I have a query to insert data from one table into another. One of the source columns is larger than the destination table's, although the actual data selected in the query isn't. So e.g. the source table is varchar(25), the destination table is varchar(10), and the query selects records that do not exceed 10 characters for that specific column.

My initial query failed with a truncation error, but when I rewrote it selecting the same records but changing the where clause i.e. to use WHERE IN and filtering on a cte it ran successfully.

i.e instead of doing

select * from tbl where col1 = 1

I did:

with cte as (select 1) select * from tbl where col1 in (select 1 from cte)

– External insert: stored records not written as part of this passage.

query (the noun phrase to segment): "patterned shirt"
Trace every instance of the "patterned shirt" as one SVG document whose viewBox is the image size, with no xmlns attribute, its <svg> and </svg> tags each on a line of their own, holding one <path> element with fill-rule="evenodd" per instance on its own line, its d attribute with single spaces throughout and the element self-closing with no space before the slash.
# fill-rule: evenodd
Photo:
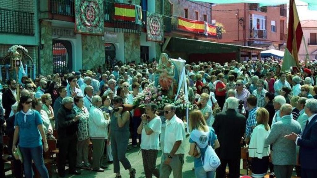
<svg viewBox="0 0 317 178">
<path fill-rule="evenodd" d="M 89 118 L 89 112 L 87 108 L 82 106 L 81 109 L 77 106 L 74 106 L 73 108 L 76 115 L 80 115 L 78 120 L 78 129 L 77 132 L 78 140 L 79 141 L 84 140 L 89 138 L 89 130 L 88 129 L 88 119 Z"/>
<path fill-rule="evenodd" d="M 254 127 L 256 125 L 256 111 L 259 108 L 256 106 L 251 109 L 249 112 L 249 116 L 247 120 L 245 127 L 245 134 L 247 137 L 250 137 L 253 130 Z"/>
<path fill-rule="evenodd" d="M 252 94 L 256 97 L 256 105 L 258 107 L 263 107 L 266 105 L 266 102 L 264 99 L 265 98 L 265 94 L 268 91 L 264 89 L 262 89 L 261 92 L 259 92 L 257 90 L 253 91 Z"/>
<path fill-rule="evenodd" d="M 282 89 L 284 86 L 286 86 L 288 88 L 292 89 L 291 86 L 289 83 L 287 81 L 285 80 L 284 83 L 282 83 L 280 80 L 278 80 L 274 83 L 274 91 L 275 91 L 275 95 L 277 96 L 280 94 L 280 91 Z"/>
</svg>

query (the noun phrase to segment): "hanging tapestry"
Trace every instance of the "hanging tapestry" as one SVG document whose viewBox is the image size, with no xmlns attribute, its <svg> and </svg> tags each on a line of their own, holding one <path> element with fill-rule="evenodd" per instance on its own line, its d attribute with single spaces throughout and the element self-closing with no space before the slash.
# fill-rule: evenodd
<svg viewBox="0 0 317 178">
<path fill-rule="evenodd" d="M 147 41 L 163 41 L 164 28 L 162 15 L 148 12 L 146 16 Z"/>
<path fill-rule="evenodd" d="M 76 0 L 75 11 L 76 33 L 103 35 L 103 1 Z"/>
</svg>

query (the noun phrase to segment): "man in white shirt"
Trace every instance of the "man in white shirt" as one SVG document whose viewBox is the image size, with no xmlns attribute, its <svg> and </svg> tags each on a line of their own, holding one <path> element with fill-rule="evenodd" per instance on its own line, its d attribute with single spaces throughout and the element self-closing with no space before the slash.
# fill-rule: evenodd
<svg viewBox="0 0 317 178">
<path fill-rule="evenodd" d="M 85 93 L 86 94 L 84 97 L 84 105 L 87 108 L 88 111 L 90 111 L 90 108 L 92 103 L 91 99 L 93 98 L 93 92 L 94 92 L 94 88 L 90 86 L 87 86 L 85 88 Z"/>
<path fill-rule="evenodd" d="M 278 95 L 274 98 L 274 99 L 273 100 L 273 106 L 276 112 L 273 117 L 273 120 L 272 121 L 272 125 L 276 122 L 281 120 L 281 118 L 280 116 L 280 109 L 282 105 L 286 103 L 286 100 L 282 96 Z"/>
<path fill-rule="evenodd" d="M 301 86 L 300 84 L 301 78 L 299 76 L 296 75 L 293 77 L 292 80 L 294 84 L 292 88 L 293 96 L 298 96 L 298 94 L 301 93 Z"/>
<path fill-rule="evenodd" d="M 186 139 L 185 126 L 183 121 L 175 115 L 176 110 L 175 106 L 172 105 L 167 105 L 164 107 L 164 116 L 167 120 L 160 169 L 161 178 L 169 177 L 172 171 L 174 178 L 183 177 Z"/>
</svg>

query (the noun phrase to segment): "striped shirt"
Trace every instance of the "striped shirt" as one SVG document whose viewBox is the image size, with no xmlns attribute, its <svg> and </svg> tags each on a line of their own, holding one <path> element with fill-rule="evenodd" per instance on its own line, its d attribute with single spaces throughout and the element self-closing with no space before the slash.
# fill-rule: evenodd
<svg viewBox="0 0 317 178">
<path fill-rule="evenodd" d="M 247 120 L 247 125 L 245 127 L 245 134 L 247 137 L 250 137 L 252 133 L 253 128 L 256 126 L 256 111 L 259 108 L 256 106 L 250 110 L 249 116 Z"/>
<path fill-rule="evenodd" d="M 265 94 L 268 91 L 264 89 L 262 89 L 261 92 L 259 92 L 257 90 L 253 91 L 252 94 L 256 97 L 256 105 L 259 107 L 263 107 L 265 106 L 266 102 L 264 99 L 265 98 Z"/>
</svg>

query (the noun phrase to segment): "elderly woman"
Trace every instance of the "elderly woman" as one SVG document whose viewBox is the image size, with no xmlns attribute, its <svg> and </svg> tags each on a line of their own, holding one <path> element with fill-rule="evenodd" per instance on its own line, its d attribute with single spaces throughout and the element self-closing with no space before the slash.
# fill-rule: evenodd
<svg viewBox="0 0 317 178">
<path fill-rule="evenodd" d="M 212 115 L 212 109 L 211 106 L 207 104 L 209 99 L 209 95 L 203 93 L 200 96 L 200 101 L 199 102 L 198 107 L 199 110 L 204 115 L 207 125 L 211 127 L 214 121 L 214 118 Z"/>
<path fill-rule="evenodd" d="M 31 109 L 32 100 L 29 96 L 22 96 L 16 114 L 15 128 L 12 144 L 12 152 L 16 153 L 18 139 L 22 155 L 26 178 L 33 177 L 32 161 L 34 162 L 41 177 L 49 178 L 47 169 L 44 165 L 43 147 L 45 152 L 49 150 L 43 121 L 37 111 Z M 43 146 L 42 141 L 44 143 Z"/>
<path fill-rule="evenodd" d="M 42 109 L 42 106 L 43 104 L 40 99 L 35 98 L 32 100 L 32 108 L 41 114 L 41 118 L 43 121 L 43 127 L 45 134 L 52 136 L 53 128 L 47 113 Z"/>
<path fill-rule="evenodd" d="M 77 132 L 78 140 L 76 167 L 81 168 L 84 166 L 89 167 L 90 164 L 88 162 L 88 147 L 90 142 L 88 130 L 89 112 L 87 108 L 84 105 L 84 100 L 82 96 L 75 97 L 74 102 L 75 105 L 73 108 L 73 111 L 76 115 L 80 116 Z"/>
<path fill-rule="evenodd" d="M 146 107 L 146 114 L 142 115 L 142 121 L 138 128 L 138 133 L 141 134 L 141 143 L 143 165 L 145 176 L 151 178 L 152 175 L 159 177 L 159 171 L 156 163 L 159 149 L 159 136 L 161 133 L 162 121 L 155 114 L 156 105 L 151 103 Z"/>
<path fill-rule="evenodd" d="M 51 95 L 49 93 L 45 93 L 41 97 L 43 107 L 42 109 L 45 111 L 49 117 L 49 119 L 51 122 L 51 124 L 53 128 L 55 128 L 55 121 L 54 120 L 54 111 L 53 108 L 51 106 L 52 104 L 52 98 Z"/>
<path fill-rule="evenodd" d="M 65 176 L 66 160 L 68 160 L 69 172 L 78 175 L 81 173 L 76 170 L 76 155 L 77 147 L 77 131 L 80 116 L 75 115 L 72 111 L 74 99 L 66 97 L 62 100 L 63 106 L 58 110 L 58 140 L 59 143 L 59 164 L 57 168 L 60 177 Z M 68 157 L 67 158 L 67 156 Z"/>
<path fill-rule="evenodd" d="M 309 93 L 310 89 L 309 86 L 304 85 L 301 87 L 301 93 L 303 95 L 307 95 L 307 98 L 308 99 L 314 98 L 313 95 Z"/>
</svg>

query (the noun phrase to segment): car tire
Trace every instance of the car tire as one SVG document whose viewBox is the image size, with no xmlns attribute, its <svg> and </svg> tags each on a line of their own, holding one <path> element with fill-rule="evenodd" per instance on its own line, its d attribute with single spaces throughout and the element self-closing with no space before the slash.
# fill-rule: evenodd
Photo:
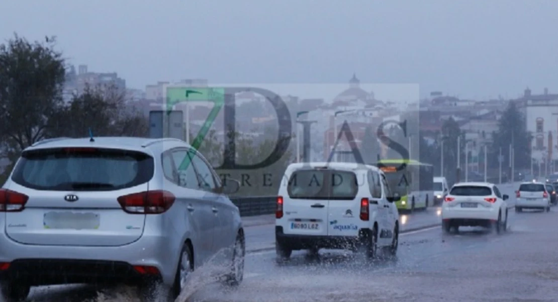
<svg viewBox="0 0 558 302">
<path fill-rule="evenodd" d="M 367 259 L 376 258 L 378 253 L 378 228 L 374 226 L 368 234 L 360 238 L 360 252 Z"/>
<path fill-rule="evenodd" d="M 2 281 L 0 284 L 3 301 L 6 302 L 20 302 L 25 301 L 29 295 L 31 286 L 26 284 L 10 281 Z"/>
<path fill-rule="evenodd" d="M 281 245 L 278 241 L 275 242 L 275 254 L 278 262 L 281 263 L 288 260 L 292 253 L 292 249 Z"/>
<path fill-rule="evenodd" d="M 391 241 L 391 245 L 388 246 L 386 251 L 391 257 L 397 255 L 397 248 L 399 247 L 399 226 L 396 225 L 393 228 L 393 239 Z"/>
<path fill-rule="evenodd" d="M 235 287 L 240 285 L 244 279 L 244 260 L 246 256 L 246 246 L 244 236 L 239 233 L 234 241 L 233 250 L 233 260 L 230 272 L 225 276 L 227 285 Z"/>
</svg>

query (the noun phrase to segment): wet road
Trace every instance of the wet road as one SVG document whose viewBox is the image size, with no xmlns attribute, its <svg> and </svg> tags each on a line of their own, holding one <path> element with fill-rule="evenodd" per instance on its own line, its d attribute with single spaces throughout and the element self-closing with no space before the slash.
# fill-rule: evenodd
<svg viewBox="0 0 558 302">
<path fill-rule="evenodd" d="M 513 189 L 502 190 L 512 204 Z M 275 251 L 253 252 L 247 256 L 238 289 L 227 291 L 210 283 L 208 266 L 192 278 L 193 288 L 199 290 L 188 301 L 556 301 L 558 208 L 550 213 L 512 210 L 509 224 L 501 235 L 471 228 L 445 235 L 439 227 L 402 234 L 397 258 L 374 262 L 351 252 L 323 251 L 311 257 L 301 251 L 279 265 Z M 93 289 L 57 287 L 35 290 L 32 300 L 73 302 L 96 296 Z M 122 296 L 95 300 L 138 301 Z"/>
</svg>

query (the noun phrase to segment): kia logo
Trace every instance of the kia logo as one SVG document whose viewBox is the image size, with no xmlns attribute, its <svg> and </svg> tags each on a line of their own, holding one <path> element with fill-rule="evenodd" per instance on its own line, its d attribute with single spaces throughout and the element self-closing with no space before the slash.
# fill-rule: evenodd
<svg viewBox="0 0 558 302">
<path fill-rule="evenodd" d="M 78 198 L 78 195 L 76 195 L 69 194 L 64 196 L 64 200 L 66 202 L 76 202 L 78 201 L 78 199 L 79 199 L 79 198 Z"/>
</svg>

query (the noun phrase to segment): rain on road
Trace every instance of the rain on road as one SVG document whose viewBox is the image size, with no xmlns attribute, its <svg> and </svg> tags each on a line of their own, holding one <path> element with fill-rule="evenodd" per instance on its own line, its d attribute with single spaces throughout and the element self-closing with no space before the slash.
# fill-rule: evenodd
<svg viewBox="0 0 558 302">
<path fill-rule="evenodd" d="M 513 200 L 513 191 L 503 193 Z M 439 227 L 402 234 L 396 260 L 370 263 L 351 252 L 324 251 L 312 257 L 301 251 L 280 265 L 275 251 L 248 254 L 239 288 L 206 284 L 201 268 L 201 277 L 191 280 L 200 289 L 188 301 L 555 301 L 558 208 L 510 213 L 511 229 L 503 235 L 464 228 L 446 235 Z M 94 289 L 65 286 L 37 289 L 30 300 L 138 301 L 95 296 Z"/>
</svg>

I understand that this is a bug in SQL Server, still I am wondering at which point does SQL Server validate the data for insertion. At which point is the error thrown?

Best Answer

In all honesty, it depends on exactly how the query is processed, and it is certainly possible that changing the query (even though it yields the same end results) can make expressions (like attempted conversions required to fit a big string into a small column) happen before filters have eliminated those rows (and a different plan shape can occur simply because of the syntax, because stats have changed, because indexes have been added, etc. etc.).

Erland Sommarskog has always called those "illogical errors" - this UserVoice issue was migrated from a Connect item that was originally posted at least a decade ago.

In your specific case, there are multiple failsafes you can use here, assuming small_col is a varchar(10) and large_col is something that can't have more than 10 characters when col1 = 1:

INSERT dbo.target(small_col)
  SELECT CASE col1 
    WHEN 1 THEN CONVERT(varchar(10), large_col) END
  FROM dbo.source
  WHERE col1 = 1;

In fact an additional failsafe, depending on the data types involved, would be to use TRY_CONVERT() instead of CONVERT(), in SQL Server 2012 and up. I don't think that applies in this specific case, since virtually any string type can be converted to varchar(10), but might be useful in other cases.

There was a similar but not identical question in the past, where I added other examples and links to external references:

I also wrote about this in #1 here:

Anyway, to answer your explicit question, the error is only thrown when the query is processed in such a way that an expression is attempted on the violating rows before they are filtered out. This is why you tend to hear a lot of us old school folks lecturing about always using the right data type, not overloading columns, etc.